Николин не замечал ничего, кроме жены и дочки, в его глазах все на свете было и справедливо и прекрасно. Его не смущала и обстановка в доме, в которой так причудливо сочетались барочное изящество деветаковского убранства с убожеством бедняцкой лачуги, не замечал он и плебейского самохвальства и шутовства своего тестя, сделавшего его посмешищем в глазах села. Что же до Моны, она была поглощена своей любовью к Ивану Шибилеву и тревожными мыслями о будущем этой любви. Сначала их «присватывали», как это делают в селе с парнями и девками, которые проявляют друг к другу симпатию или просто живут по соседству и их часто видят вместе. «Присватыванье» не означает, что молодых связывают сердечные узы, это скорее шутка, и дело редко кончается свадьбой. Подшучивали и над Иваном Шибилевым и Моной, потому что в клубе, во время репетиций разных пьес или культурно-просветительных программ для молодежного вечера, их всегда видели вместе. Иван поручал ей любовные роли, на афишах писал ее имя первым и пылко восхищался ее игрой, а она отплачивала ему беззаветной преданностью еще с тех тяжелых для театральной труппы лет, когда девушкам не разрешали появляться на сцене. Она вошла в труппу, еще когда училась в прогимназии, вместе с Кичкой Кралевой, и с тех пор не сходила со сцены. Поскольку женщин было мало, Иван Шибилев часто давал ей по две роли в одной и той же пьесе, и ей удавалось с одинаковым успехом сыграть и пожилую женщину и молоденькую девчонку. Было общепризнано, что она первая красавица села, а Иван Шибилев так одевал и гримировал ее, что она выглядела со сцены еще более неотразимой и очаровательной.

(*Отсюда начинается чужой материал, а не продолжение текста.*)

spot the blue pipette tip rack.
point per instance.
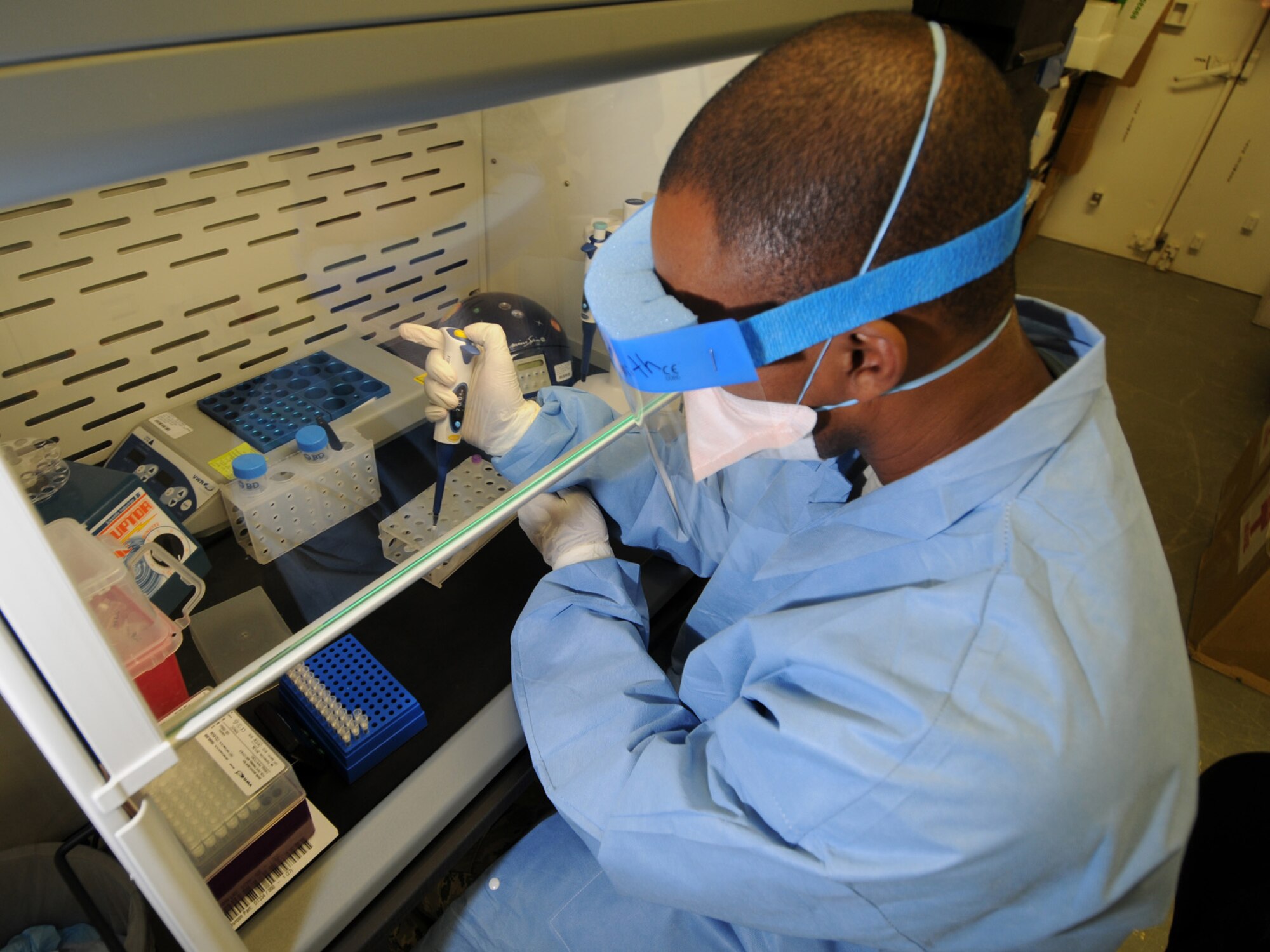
(358, 682)
(267, 411)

Село узнало, что она любит Ивана Шибилева роковой любовью, когда она подросла, всерьез заневестилась и вокруг нее стали вертеться кандидаты в женихи. Среди претендентов были парни не только из нашего и соседних сел, но и из города – и необразованные, и ученые, и бедные, и богатые, и все отваливали не солоно хлебавши. Наконец, решил попытать счастья и сын Косты Богача из села Владимирово. Коста Богач действительно был самым богатым крестьянином во всей околии, у него было пятьсот декаров земли, паровая мельница и две бакалейные лавки. Он был так уверен в успехе, что послал сватов к деду Мяуке посреди бела дня со всеми онёрами – на расписных санях, запряженных четверкой лошадей, с дарами, волынками и стрельбой. Сваты даже и не сватались, а просто спрашивали, в какой день быть помолвке. Но помолвка не состоялась, потому что сватам не удалось даже взглянуть на будущую сноху. Узнав об их приезде, Мона сбежала к двоюродной сестре и вернулась домой лишь на следующий день. Отцу же наказала со сватами в переговоры не вступать и поскорее их выпроводить. Но легко ли это – выпроводить посланцев Косты Богача? Наутро Мона застала отца в полном отчаянии, словно только что обанкротившегося по вине дочери миллионера. Отчаяние превратило его из сонного кота в разъяренную рысь. Завидев дочь, он одним прыжком оказался возле нее, готовый вонзить ногти ей в лицо. Это перевоплощение произошло с ним в первый и последний раз и продолжалось всего секунду, потому что в следующий миг он уже снова был мирным домашним котом. Голубые глаза его дочери, которые околдовывали молодых мужчин, и на него действовали гипнотически, словно глаза змеи, и лишали его воли. Все-таки ему удалось хотя бы вслух излить свой гнев.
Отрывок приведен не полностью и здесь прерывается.